Die Korruption begleitet die Rumänen immer noch durch den Alltag, sei es durch das schlechte Gesundheitssystem oder durch den Arbeitsmarkt. Selbst bei der Führerscheinprüfung hilft in der Regel ein Briefumschlag mit Bargeld. Für Bestechung, Vetternwirtschaft und Gefälligkeiten in den Amtsstuben hat der rumänische Staat 2002 auf Druck der EU eine eigene Antikorruptionsstaatsanwaltschaft, die DNA, eingerichtet. Sie soll die Einhaltung der auf dem Papier rigiden Gesetzgebung für die Verteilung öffentlicher Gelder überwachten. Die DNA hat viel zu tun.

Allein ein Drittel der 1.300 Anklagen der Antikorruptionsstaatsanwaltschaft betrafen 2016 Amtsmissbrauch. Darunter fanden sich drei Minister, sechs Senatoren, elf Abgeordnete und 20 Direktoren von Staatsunternehmen. Im Jahr zuvor waren es ein Premierminister, fünf Minister, 16 Abgeordnete und fünf Senatoren. Sie alle würden von lascheren Bestimmungen für die Antikorruptionsstaatsanwaltschaft profitieren. 
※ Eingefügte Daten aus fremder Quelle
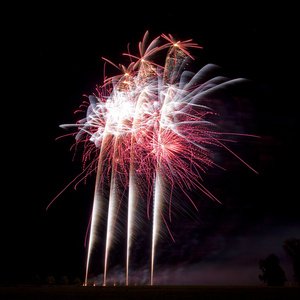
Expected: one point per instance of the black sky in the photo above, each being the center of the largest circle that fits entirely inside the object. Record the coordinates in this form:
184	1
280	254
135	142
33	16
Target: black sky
54	57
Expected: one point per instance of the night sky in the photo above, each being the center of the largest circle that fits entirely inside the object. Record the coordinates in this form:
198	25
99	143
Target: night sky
54	57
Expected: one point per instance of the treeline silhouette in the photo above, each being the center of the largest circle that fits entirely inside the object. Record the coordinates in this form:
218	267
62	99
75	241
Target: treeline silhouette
272	273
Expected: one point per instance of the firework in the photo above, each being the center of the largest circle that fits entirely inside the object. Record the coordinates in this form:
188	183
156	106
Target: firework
146	131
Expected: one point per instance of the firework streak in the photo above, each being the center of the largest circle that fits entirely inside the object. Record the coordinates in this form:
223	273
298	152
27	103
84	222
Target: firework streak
145	132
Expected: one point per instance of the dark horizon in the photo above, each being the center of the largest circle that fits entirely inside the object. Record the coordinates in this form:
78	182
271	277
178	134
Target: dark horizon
55	58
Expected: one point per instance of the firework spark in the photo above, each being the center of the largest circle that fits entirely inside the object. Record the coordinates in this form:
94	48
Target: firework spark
147	129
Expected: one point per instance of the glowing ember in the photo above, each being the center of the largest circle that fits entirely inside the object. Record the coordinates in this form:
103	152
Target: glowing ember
145	130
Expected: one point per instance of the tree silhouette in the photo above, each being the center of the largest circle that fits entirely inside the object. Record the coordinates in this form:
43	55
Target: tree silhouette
292	250
272	273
Langer Weg bis zur Justizreform

Den ersten Angriff auf die Justiz startete die Regierung kurz nach der Machtübernahme im Januar 2017, als sie über Nacht durch eine Dringlichkeitsverordnung die Strafgesetze änderte. Solche Dringlichkeitsverordnungen, Gesetzeserlasse am Parlament vorbei, sind eigentlich gedacht, um in Notsituationen schnell reagieren zu können. In Rumänien haben Regierungen aller Couleur schon in der Vergangenheit von ihnen Gebrauch gemacht. Im Januar 2017 aber wurde eine Verordnung verabschiedet, die unter anderem die Strafverfolgung für Amtsmissbrauch aussetzen soll, sofern dieser einen Schaden von weniger als 44.000 Euro verursacht.

"Dass sie die Justiz so schnell und so heftig angreifen, das hätte ich nicht gedacht", sagt Elena Calistru, eine in Rumänien bekannte Aktivistin, die 2017 miterlebte, wie die Gesellschaft auf die Dringlichkeitsverordnung reagierte. Dragnea hatte den Aufschrei in der Gesellschaft unterschätzt. Eine halbe Million Menschen formierte sich auf den Straßen zum größten Protest, den Rumänien seit dem Fall des Kommunismus erlebt hat. Die EU und der Nato-Partner USA schalteten sich ein. Und Dragnea erkannte, dass er für seine Reform den Weg durch das Parlament gehen muss. Und er tat es.